Nos últimos anos, surgiram alguns ingredientes novos para compor esse cenário, como os arranjos autoritários articulados através das próprias instâncias institucionais do arcabouço dito democrático, o que convencionou-se chamar de golpes de um novo tipo - sem que os algozes dos regimes democráticos precisem ser expor ou sujar as mãos - e reúnam, ainda, as condições jurídicas de criminalizar quem se expressar nesses termos sobre o assunto. O hiato entre a democracia política e a democracia econômica ou substantiva, por sua vez, conforme apontam inúmeros estudos, encarrega-se de colocar por terra o edifício institucional da democracia.É a chamada última pá de terra. Desde a década de 60 do século passado que o sociólogo francês, Claude Leffort já advertia-nos: "Uma democracia que não se amplia tende a morrer de inanição."
A "onda" conservadora e de direita que varre o mundo, de um quadrante a outro, embora tenha enfrentado alguns refluxos nos últimos embates, como no Chile, por exemplo, ainda apresenta-se bem edificada. A democracia agradece ao povo chileno, que rejeitou majoritariamente uma constituição autoritária e colocou Elisa Lancon, uma índia Mapuche, na presidência dos trabalhos que formulará a nova carta constitucional do país, que deverá ser plural, cidadã e, principalmente, preserve os valores da democracia num país que já enfrentou retrocessos democráticos sangrentos.
Pedimos perdão aos leitores e leitoras pelas tautologias, mas ainda encontramos grandes dificuldades de entender como essas correntes políticas insurgentes - de diretia - conseguem a alquimia de conciliar variáveis, a princípio, excludentes, como, por exemplo, unir milícias e neopentecostalismo num mesmo projeto político.Há indícios sobre integrantes de igrejas neopentecostais envolvidos até mesmo com o tráfico de drogas no Rio de Janeiro. Transgressões são possíveis em qualquer instituição. Estranha, no entanto, a recorrência. Algumas análises apontam uma perigosa proximidade geográfica desses "rebanhos" - periferia pobre, negra e favelada de centros urbanos como o Rio de Janeiro - mas nos parece que a "motivação' política é uma variável mais elucidativa para aclarar esse fenômeno. Meditar sob a massaranduba do tempo, não raro, nos ajudam a entender certos acontecimentos políticos. Sobre este em particular, não deve ser diferente. Há bons estudos em andamento sobre esta questão e, sempre que possível, vamos trazê-los por aqui.

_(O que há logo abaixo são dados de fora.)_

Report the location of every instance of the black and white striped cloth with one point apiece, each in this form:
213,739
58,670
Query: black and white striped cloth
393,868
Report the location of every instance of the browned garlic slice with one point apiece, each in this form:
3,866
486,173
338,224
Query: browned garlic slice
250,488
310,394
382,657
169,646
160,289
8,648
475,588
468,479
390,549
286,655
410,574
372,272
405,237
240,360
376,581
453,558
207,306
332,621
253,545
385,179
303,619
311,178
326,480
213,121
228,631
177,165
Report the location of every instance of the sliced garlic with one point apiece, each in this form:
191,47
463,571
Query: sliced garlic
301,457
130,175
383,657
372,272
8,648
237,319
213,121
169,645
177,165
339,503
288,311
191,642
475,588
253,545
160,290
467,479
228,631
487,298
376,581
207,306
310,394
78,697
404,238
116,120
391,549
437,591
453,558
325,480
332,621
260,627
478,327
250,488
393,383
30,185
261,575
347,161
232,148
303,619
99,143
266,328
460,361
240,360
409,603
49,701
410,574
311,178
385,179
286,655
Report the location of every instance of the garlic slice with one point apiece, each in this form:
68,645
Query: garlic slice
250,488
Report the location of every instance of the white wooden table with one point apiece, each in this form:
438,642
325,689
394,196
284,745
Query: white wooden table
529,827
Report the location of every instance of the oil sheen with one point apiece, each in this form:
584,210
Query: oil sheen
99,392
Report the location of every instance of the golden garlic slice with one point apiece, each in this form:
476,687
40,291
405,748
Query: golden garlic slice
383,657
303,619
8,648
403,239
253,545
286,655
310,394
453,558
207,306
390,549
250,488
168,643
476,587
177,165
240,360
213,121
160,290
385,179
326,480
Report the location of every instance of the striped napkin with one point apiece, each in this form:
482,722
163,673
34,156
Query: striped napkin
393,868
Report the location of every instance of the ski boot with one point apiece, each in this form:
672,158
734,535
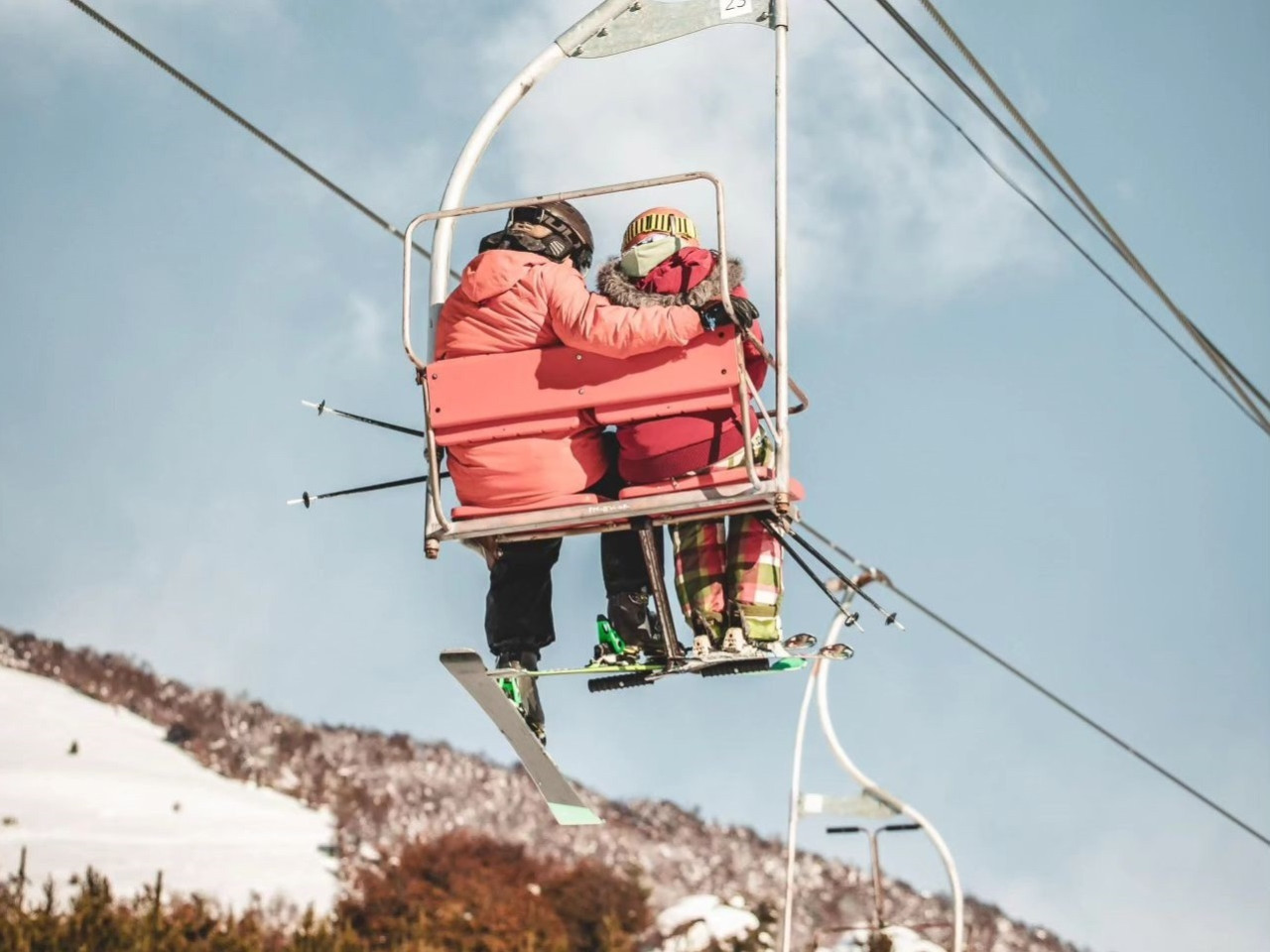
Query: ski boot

O fato concreto é que dormimos o sono político que produziu o monstro. Deixamos de cuidar de nossa democracia e, hoje, amargamos um retrocesso de dimensões gigantestas, com achaques quase que diários às nossas instituições democráticas. E, como disse antes, nossos pilares sempre foram muito frágeis. Se a corda for mantida esticada, penso que arrebenta. Iniciativas tomadas pelo STF no sentido de convocar os atores políticos representativos dos três poderes para um ajuste de conversas são importantes e necessários, no sentido de conter os arroubos e reestabelecer os limites de cada um deles. Ainda mais importante, aplicar os rigores da lei para impedir manifestações e pregações de cunho antidemocráticas, como as fake news, verdadeiras máquinas de destruir reputações.